Charter’s offer is for all of Time Warner Cable, which has about 12 million video customers and cable assets in cities including New York City, Los Angeles and Dallas.
Comcast also is considering a bid, either on its own or with Charter, people with knowledge of the matter have said. The largest U.S. cable operator may be interested in acquiring the New York market, some midwestern cable regions and Time Warner Cable’s regional sports networks, which broadcast L.A. Dodgers and L.A. Lakers games, Shahid Khan, co-founder and chairman of Mediamorph Inc., said in an interview.
A Charter deal for Time Warner Cable could be completed first, before Comcast obtains divested assets, according to Craig Moffett, an analyst at MoffettNathason LLC. Rutledge declined to say if he was having active negotiations with Comcast or Cox.

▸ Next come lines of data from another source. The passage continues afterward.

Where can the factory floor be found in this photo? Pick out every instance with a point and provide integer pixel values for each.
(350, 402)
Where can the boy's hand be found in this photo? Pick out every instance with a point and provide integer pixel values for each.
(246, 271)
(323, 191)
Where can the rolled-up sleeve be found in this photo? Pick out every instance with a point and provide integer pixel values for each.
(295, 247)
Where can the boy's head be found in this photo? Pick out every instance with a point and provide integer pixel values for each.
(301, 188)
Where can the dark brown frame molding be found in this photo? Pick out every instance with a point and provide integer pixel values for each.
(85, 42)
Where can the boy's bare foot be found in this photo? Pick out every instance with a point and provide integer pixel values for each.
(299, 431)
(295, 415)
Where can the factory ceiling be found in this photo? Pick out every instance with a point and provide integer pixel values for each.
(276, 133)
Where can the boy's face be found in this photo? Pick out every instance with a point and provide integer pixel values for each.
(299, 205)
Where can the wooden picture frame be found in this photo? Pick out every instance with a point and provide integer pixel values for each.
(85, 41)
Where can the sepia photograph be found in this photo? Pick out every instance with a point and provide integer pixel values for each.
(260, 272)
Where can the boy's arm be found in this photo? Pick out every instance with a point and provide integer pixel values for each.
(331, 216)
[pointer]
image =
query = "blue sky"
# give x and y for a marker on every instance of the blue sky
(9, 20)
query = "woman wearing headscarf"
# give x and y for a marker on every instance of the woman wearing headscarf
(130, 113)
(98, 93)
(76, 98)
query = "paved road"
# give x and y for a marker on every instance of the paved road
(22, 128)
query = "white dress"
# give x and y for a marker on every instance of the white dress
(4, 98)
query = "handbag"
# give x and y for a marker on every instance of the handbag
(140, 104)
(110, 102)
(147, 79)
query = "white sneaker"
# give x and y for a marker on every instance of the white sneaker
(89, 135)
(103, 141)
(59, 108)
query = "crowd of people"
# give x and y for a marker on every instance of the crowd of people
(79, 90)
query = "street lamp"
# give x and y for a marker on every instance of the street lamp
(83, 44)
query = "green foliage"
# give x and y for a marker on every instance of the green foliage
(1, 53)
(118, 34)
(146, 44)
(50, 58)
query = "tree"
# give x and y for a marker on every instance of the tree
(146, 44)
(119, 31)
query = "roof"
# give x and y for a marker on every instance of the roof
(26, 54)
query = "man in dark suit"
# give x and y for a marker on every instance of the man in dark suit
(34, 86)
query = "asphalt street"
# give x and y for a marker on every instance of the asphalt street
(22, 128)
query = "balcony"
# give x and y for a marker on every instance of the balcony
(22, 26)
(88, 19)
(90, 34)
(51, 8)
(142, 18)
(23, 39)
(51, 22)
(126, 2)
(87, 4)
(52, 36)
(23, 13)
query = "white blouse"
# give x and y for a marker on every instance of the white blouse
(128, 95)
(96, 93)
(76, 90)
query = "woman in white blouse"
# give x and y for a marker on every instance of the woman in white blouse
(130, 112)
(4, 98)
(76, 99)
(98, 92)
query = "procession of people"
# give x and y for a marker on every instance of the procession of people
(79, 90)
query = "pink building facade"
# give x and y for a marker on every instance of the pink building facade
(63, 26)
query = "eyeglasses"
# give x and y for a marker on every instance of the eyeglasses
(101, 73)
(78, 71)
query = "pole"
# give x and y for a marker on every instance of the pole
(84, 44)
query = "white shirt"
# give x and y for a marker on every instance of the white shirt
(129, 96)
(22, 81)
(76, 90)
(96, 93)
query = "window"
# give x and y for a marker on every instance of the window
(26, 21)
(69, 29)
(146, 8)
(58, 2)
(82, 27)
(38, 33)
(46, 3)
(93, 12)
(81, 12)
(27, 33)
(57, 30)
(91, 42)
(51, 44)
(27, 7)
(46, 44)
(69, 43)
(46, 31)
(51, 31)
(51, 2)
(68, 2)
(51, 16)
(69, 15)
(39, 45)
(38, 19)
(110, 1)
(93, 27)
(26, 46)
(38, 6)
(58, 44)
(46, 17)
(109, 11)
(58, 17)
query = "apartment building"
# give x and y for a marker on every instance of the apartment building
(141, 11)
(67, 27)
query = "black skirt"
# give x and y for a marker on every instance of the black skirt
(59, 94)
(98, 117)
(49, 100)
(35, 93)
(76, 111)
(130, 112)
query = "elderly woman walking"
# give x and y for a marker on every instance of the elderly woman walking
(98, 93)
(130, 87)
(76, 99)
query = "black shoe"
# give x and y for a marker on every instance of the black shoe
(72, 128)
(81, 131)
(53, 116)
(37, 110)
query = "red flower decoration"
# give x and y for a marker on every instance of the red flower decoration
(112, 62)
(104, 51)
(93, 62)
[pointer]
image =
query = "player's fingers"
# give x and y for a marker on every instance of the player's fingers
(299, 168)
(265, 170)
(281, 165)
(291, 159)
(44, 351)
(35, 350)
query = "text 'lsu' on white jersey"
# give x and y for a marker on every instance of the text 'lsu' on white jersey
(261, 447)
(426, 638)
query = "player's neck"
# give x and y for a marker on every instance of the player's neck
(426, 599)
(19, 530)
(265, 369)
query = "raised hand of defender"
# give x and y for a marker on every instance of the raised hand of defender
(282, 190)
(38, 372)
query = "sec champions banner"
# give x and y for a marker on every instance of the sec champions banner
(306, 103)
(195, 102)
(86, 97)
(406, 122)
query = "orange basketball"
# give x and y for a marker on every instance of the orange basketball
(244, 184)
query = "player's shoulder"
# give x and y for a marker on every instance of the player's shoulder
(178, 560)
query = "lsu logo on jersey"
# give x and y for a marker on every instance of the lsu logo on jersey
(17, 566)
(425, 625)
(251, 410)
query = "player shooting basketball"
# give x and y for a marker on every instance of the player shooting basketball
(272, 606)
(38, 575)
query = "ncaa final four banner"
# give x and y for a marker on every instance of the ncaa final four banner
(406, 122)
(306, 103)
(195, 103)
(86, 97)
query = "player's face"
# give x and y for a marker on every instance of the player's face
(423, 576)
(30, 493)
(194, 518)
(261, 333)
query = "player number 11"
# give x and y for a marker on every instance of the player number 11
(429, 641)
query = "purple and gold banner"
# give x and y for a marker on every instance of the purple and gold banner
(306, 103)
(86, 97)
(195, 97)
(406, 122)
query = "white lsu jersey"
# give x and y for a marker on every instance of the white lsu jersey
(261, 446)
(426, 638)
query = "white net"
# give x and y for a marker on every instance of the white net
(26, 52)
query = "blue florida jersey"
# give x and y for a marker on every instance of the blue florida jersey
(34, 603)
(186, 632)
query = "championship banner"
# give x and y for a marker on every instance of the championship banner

Since 2009, there have been just two larger takeover offers, and both were accepted. Only Pfizer Inc.’s $64.2 billion deal for Wyeth LLC in 2009 and Verizon Communications Inc.’s $130 billion acquisition of Vodafone Group Plc’s Verizon Wireless stake last year top the value of Charter’s offer.
Goldman Sachs Group Inc. and LionTree Advisors LLC are serving as lead financial advisers to Charter. Guggenheim Securities LLC is also advising Charter.
Bank of America Corp., Credit Suisse Group AG, Deutsche Bank AG and Goldman would provide the financing for a transaction. Law firms Wachtell Lipton Rosen & Katz and Kirkland & Ellis LLP are representing Charter.